If religious people can opt out of secular laws they find sinful, then maybe the rest of us should be able to opt out of religious laws we find immoral.
That’s right: immoral. We act as if religious people are the only ones who follow a moral compass and the rest of us just wander around like sheep in search of avocado toast. But you don’t need to believe in God or particular religious tenets to have a strong sense of right and wrong...
Rational exemptions could be used for religion-based laws with which people strongly, sincerely disagree. For example, a law that values the life of a quarter-inch embryo more than the life of a person carrying that embryo.
That’s clearly a religious law. It’s not based in science or public health or the Constitution or biological reality. It’s based on the idea that, as Gov. Greg Abbott (R) said on signing the bill, “Our Creator endowed us with the right to life.”

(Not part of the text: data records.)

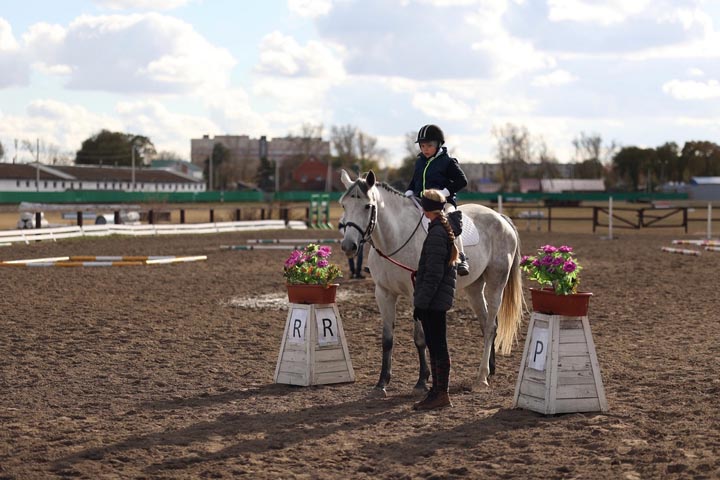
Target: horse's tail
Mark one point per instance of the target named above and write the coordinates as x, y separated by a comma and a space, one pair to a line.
512, 306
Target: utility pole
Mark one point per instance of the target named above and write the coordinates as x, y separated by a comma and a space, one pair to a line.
210, 182
37, 165
277, 175
132, 153
328, 178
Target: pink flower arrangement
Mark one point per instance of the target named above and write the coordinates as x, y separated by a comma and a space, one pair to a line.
311, 266
554, 267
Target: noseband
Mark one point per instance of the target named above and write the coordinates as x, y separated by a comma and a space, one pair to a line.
367, 232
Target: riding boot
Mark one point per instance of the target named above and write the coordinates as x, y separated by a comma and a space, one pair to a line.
441, 397
462, 266
433, 389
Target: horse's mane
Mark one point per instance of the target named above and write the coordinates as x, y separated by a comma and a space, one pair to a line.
362, 184
390, 188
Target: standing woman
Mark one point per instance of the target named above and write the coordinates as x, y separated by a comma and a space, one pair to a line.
434, 295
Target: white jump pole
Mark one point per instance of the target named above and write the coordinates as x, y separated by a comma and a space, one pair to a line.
610, 218
709, 221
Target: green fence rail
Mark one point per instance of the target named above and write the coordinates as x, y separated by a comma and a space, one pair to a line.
95, 196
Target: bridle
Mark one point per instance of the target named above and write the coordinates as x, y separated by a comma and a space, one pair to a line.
366, 236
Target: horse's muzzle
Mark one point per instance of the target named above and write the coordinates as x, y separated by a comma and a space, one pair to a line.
349, 247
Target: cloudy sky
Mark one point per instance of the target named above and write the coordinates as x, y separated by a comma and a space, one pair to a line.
637, 72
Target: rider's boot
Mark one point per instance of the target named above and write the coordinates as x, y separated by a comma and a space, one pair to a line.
440, 397
462, 266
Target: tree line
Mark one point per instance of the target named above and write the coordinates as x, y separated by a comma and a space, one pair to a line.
518, 153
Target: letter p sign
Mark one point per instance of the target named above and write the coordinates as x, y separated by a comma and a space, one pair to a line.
538, 349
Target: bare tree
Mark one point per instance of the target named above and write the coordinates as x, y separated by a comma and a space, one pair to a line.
310, 139
355, 148
343, 140
514, 153
590, 147
547, 163
591, 156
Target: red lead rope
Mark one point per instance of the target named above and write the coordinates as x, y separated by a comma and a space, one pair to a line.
412, 271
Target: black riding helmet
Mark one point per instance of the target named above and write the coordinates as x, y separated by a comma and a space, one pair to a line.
431, 133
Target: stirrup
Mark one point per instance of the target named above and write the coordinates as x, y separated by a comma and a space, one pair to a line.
462, 266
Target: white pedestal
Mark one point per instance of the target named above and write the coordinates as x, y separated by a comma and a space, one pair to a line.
559, 372
314, 350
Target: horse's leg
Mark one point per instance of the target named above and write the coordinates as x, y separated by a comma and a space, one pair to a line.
387, 302
494, 286
419, 337
476, 294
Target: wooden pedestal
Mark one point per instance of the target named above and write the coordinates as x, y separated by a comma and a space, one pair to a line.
313, 350
559, 372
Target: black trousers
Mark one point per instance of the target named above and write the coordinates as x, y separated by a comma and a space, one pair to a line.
434, 324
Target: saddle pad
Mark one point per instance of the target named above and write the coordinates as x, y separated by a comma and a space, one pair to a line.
470, 235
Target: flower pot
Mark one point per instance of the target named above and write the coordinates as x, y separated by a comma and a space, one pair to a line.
309, 294
547, 301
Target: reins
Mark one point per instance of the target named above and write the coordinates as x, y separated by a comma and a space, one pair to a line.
366, 236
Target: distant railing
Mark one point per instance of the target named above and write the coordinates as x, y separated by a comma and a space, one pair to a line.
58, 233
108, 196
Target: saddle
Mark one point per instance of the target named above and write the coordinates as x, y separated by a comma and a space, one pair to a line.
466, 230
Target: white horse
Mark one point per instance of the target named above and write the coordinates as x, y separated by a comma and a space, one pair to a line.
391, 223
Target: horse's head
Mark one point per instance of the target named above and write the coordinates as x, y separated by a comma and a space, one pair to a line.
359, 204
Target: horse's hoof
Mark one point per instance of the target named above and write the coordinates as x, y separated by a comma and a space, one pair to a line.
420, 389
378, 392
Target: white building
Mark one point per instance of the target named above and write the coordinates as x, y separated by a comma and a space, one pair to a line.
45, 178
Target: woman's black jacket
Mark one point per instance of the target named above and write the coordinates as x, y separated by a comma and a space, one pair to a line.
435, 279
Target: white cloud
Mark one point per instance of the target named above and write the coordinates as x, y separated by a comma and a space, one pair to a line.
56, 123
14, 67
607, 12
283, 55
167, 130
142, 4
441, 105
310, 8
692, 90
133, 53
554, 79
7, 39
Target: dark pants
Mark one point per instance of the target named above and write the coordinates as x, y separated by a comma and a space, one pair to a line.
434, 324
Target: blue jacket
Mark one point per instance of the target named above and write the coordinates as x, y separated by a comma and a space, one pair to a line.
442, 171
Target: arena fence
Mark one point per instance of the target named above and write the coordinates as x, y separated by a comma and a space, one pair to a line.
32, 235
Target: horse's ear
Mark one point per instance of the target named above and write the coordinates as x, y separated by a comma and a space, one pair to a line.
345, 178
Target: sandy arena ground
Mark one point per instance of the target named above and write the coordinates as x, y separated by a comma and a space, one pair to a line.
167, 372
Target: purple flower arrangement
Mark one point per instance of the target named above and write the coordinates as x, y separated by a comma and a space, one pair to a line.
554, 267
311, 266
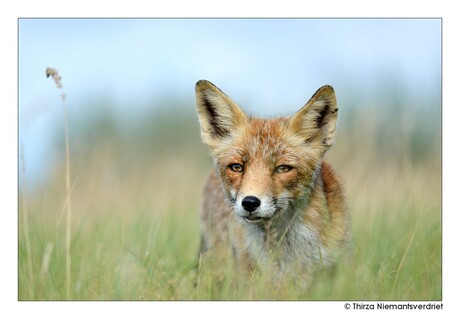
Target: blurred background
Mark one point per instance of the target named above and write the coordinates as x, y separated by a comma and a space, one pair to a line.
120, 73
136, 150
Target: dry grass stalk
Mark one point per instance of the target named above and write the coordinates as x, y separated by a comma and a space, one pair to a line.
57, 79
25, 218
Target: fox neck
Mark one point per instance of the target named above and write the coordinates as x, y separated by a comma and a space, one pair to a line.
288, 238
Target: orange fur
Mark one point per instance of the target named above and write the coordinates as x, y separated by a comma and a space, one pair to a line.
272, 199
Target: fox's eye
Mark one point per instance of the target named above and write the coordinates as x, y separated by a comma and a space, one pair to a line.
236, 167
283, 169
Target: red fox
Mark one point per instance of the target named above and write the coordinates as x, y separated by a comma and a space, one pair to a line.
272, 199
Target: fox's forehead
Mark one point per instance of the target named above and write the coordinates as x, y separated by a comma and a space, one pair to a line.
265, 140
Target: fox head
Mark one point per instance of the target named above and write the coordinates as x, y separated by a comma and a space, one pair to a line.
266, 166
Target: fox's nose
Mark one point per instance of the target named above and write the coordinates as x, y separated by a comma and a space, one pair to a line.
250, 203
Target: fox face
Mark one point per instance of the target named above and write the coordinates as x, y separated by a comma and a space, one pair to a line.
267, 167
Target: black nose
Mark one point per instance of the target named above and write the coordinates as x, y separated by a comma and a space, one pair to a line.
250, 203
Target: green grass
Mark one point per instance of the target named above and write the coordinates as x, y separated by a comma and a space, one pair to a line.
135, 229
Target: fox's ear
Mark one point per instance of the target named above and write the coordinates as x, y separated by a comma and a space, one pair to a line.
219, 116
316, 121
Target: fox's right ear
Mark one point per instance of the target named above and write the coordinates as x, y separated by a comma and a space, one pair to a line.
219, 116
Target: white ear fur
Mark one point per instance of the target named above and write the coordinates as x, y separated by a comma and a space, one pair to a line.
218, 115
317, 120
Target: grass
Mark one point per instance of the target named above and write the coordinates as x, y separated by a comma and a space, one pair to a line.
135, 231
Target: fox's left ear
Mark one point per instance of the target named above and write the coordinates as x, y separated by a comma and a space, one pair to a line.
317, 120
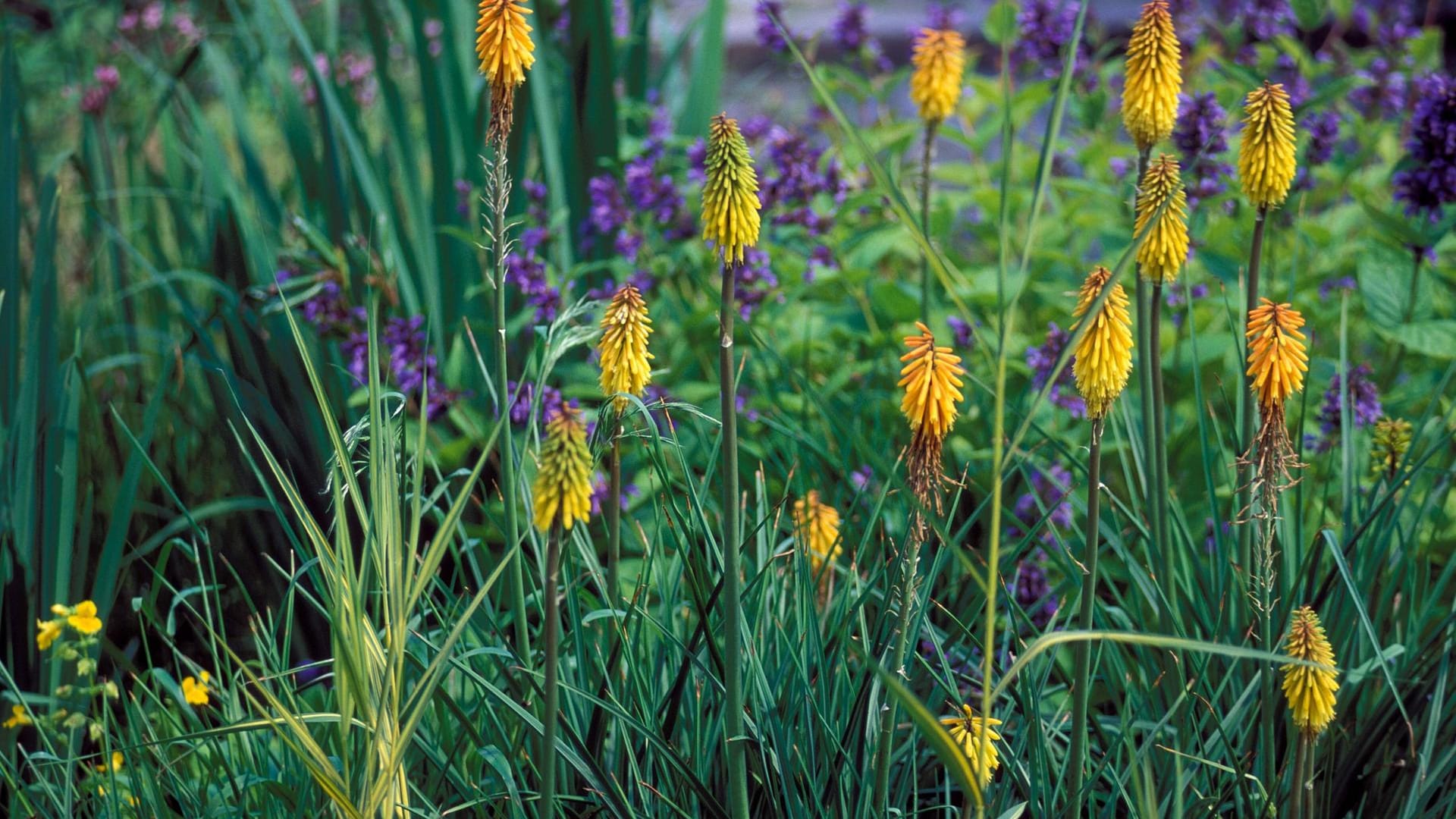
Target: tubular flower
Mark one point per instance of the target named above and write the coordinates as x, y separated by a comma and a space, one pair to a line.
625, 359
930, 379
564, 482
1153, 77
731, 191
1267, 148
976, 738
504, 46
940, 66
1310, 691
1389, 439
1165, 249
1277, 360
1104, 357
816, 525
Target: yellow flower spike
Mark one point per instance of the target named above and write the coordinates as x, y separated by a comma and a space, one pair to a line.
1310, 691
18, 717
1389, 439
564, 479
47, 632
83, 618
625, 328
816, 525
1165, 249
196, 689
940, 71
506, 52
1152, 77
1104, 357
965, 729
1277, 360
731, 191
1267, 146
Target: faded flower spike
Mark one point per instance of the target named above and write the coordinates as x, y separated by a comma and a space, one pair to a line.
1277, 360
930, 379
1153, 77
976, 738
1104, 357
504, 46
1389, 439
625, 359
816, 525
731, 191
564, 480
1165, 249
940, 66
1310, 691
1267, 148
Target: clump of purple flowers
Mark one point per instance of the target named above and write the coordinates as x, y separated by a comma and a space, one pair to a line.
1201, 137
1365, 400
1429, 180
1041, 362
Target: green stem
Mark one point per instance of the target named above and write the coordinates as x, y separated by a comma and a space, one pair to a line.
500, 200
733, 626
897, 659
927, 156
552, 689
1082, 649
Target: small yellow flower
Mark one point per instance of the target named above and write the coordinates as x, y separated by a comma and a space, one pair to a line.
85, 618
1277, 360
47, 632
1153, 77
625, 359
731, 191
1104, 357
504, 46
816, 525
1267, 148
1310, 691
196, 689
967, 732
564, 479
1389, 439
940, 69
18, 717
1165, 249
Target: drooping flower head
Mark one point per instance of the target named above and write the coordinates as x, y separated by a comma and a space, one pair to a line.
1165, 249
731, 191
976, 736
1267, 148
816, 525
506, 52
1104, 357
930, 379
1389, 439
625, 327
940, 69
563, 488
1310, 691
1153, 77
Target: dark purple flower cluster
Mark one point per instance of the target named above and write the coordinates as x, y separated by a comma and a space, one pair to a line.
1201, 137
1429, 178
1365, 400
1041, 362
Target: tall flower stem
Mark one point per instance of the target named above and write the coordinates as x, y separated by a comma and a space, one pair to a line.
897, 656
1082, 651
500, 200
733, 611
552, 689
927, 159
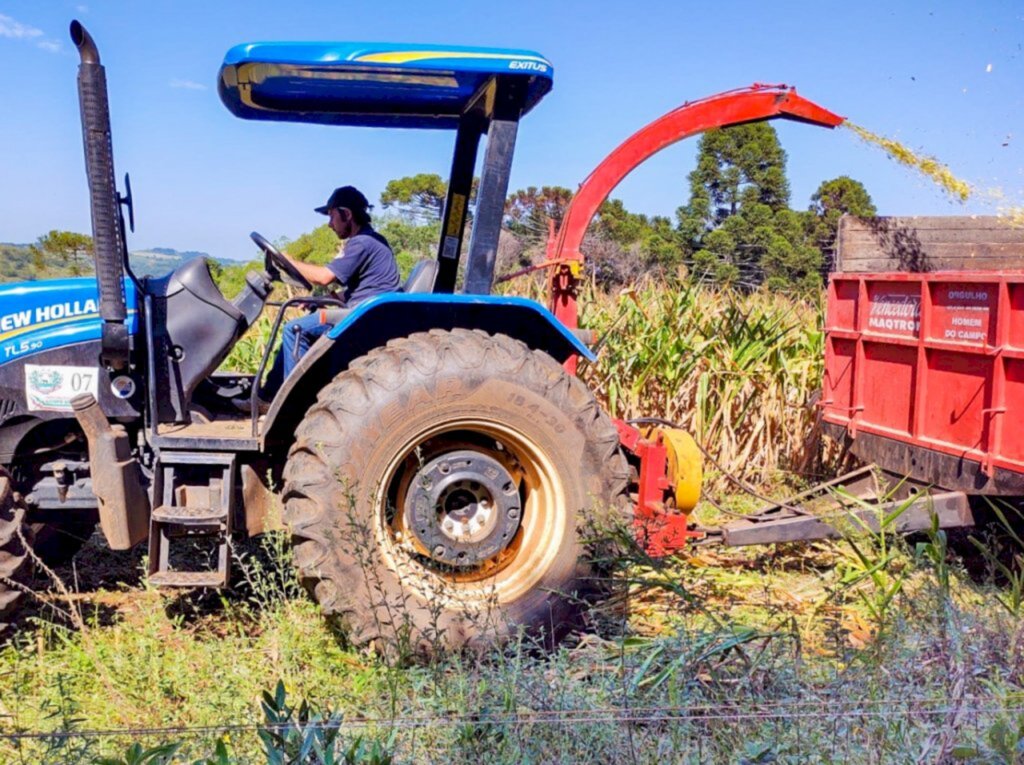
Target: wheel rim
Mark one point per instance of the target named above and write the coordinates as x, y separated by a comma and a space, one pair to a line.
540, 534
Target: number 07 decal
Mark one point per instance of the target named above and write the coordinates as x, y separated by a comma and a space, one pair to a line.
51, 388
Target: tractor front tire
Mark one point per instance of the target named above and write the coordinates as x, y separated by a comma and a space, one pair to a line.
373, 492
14, 561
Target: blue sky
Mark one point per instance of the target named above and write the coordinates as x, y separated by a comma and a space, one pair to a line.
945, 78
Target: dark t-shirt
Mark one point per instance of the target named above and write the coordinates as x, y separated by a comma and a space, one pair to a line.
366, 267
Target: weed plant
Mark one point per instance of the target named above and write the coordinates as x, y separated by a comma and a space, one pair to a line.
869, 649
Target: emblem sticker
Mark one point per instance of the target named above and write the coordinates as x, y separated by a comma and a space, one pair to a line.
123, 386
51, 388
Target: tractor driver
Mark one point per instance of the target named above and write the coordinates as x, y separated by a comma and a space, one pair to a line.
366, 267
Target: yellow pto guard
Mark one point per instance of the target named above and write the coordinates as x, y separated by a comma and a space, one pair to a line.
685, 466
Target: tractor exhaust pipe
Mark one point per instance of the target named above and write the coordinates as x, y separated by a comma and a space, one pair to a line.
108, 235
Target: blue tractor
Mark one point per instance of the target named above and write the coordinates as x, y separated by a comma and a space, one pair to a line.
432, 460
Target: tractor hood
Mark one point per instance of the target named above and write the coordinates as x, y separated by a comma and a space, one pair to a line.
372, 84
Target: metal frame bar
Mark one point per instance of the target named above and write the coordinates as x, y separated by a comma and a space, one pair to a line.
467, 141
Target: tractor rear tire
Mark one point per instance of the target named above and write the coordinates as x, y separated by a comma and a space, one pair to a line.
371, 439
14, 562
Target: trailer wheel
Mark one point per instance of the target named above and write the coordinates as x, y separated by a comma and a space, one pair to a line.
13, 556
438, 490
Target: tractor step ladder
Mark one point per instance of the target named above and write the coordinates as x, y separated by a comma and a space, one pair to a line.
194, 498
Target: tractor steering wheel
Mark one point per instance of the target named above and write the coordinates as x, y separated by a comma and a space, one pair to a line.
278, 265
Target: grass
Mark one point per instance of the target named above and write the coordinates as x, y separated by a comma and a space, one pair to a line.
774, 654
869, 649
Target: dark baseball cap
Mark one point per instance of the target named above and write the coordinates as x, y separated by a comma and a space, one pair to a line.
347, 197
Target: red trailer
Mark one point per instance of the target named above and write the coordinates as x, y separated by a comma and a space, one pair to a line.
925, 349
924, 377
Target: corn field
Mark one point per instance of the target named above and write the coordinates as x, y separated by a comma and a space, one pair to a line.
737, 371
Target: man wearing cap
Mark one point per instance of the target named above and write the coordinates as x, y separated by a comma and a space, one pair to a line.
366, 267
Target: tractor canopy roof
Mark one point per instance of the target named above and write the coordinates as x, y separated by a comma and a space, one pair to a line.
376, 84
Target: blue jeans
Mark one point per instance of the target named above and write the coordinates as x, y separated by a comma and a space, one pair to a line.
299, 335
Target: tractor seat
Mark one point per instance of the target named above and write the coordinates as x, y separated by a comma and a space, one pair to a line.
421, 279
195, 278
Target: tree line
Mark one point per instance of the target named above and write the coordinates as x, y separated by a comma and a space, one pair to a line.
737, 226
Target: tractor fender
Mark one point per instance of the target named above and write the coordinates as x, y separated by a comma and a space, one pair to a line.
372, 324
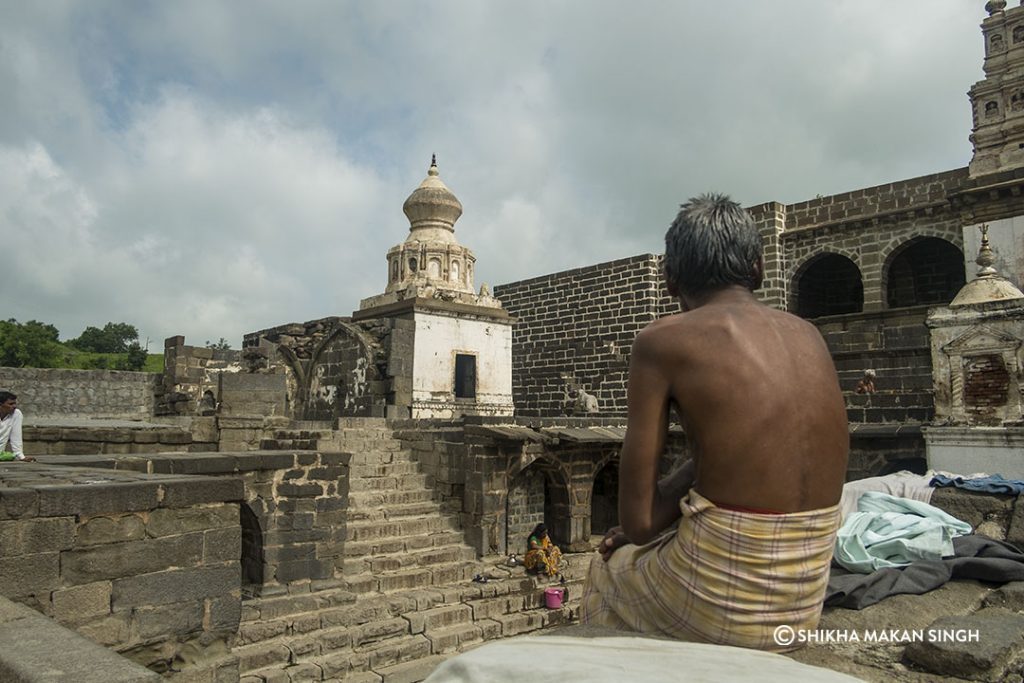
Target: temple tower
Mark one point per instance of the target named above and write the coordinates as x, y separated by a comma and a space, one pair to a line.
450, 349
997, 100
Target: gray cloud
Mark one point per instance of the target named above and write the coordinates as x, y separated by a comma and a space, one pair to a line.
200, 169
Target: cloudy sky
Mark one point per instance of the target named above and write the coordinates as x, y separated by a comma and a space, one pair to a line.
212, 168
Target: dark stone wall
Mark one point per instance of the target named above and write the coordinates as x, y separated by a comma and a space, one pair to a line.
576, 329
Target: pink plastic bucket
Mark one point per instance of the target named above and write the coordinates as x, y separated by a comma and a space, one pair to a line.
553, 597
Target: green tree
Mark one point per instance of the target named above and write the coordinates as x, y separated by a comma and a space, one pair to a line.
32, 344
134, 358
114, 338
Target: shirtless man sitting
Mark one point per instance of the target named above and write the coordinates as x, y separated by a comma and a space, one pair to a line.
759, 399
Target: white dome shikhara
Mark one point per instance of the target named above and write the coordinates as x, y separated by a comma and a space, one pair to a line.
431, 255
431, 263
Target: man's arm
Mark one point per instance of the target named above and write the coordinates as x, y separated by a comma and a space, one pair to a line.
646, 507
16, 445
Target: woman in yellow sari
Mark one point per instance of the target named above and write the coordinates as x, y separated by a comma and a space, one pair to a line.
542, 555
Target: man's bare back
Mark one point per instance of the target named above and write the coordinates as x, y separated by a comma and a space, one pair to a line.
760, 401
756, 391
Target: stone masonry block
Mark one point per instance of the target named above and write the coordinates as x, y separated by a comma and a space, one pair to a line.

Such laws try to force 21st-century America into alignment with a first-century moral code according to some toxic combination of political posturing, fear-mongering and — sure, why not? — the sincere beliefs of a certain subset of people who adhere to a certain religion.
If they’re going to be making these laws, and the Supreme Court is going to let them, then the rest of us should be able to opt out.
Many anti-covid vax people are attempting to use religious exemptions to get themselves excuses from the mandates at their workplaces. However, there seem to be no major religions that oppose these vaccines on religious grounds, so these people are reduced to arguing that they have sincerely based beliefs.
OK, so if they can get away with this, why can't the rest of us refuse to go along with religion-based laws like opposition to accurate sex ed, contraception, abortion, discrimination against LGBTQ, etc?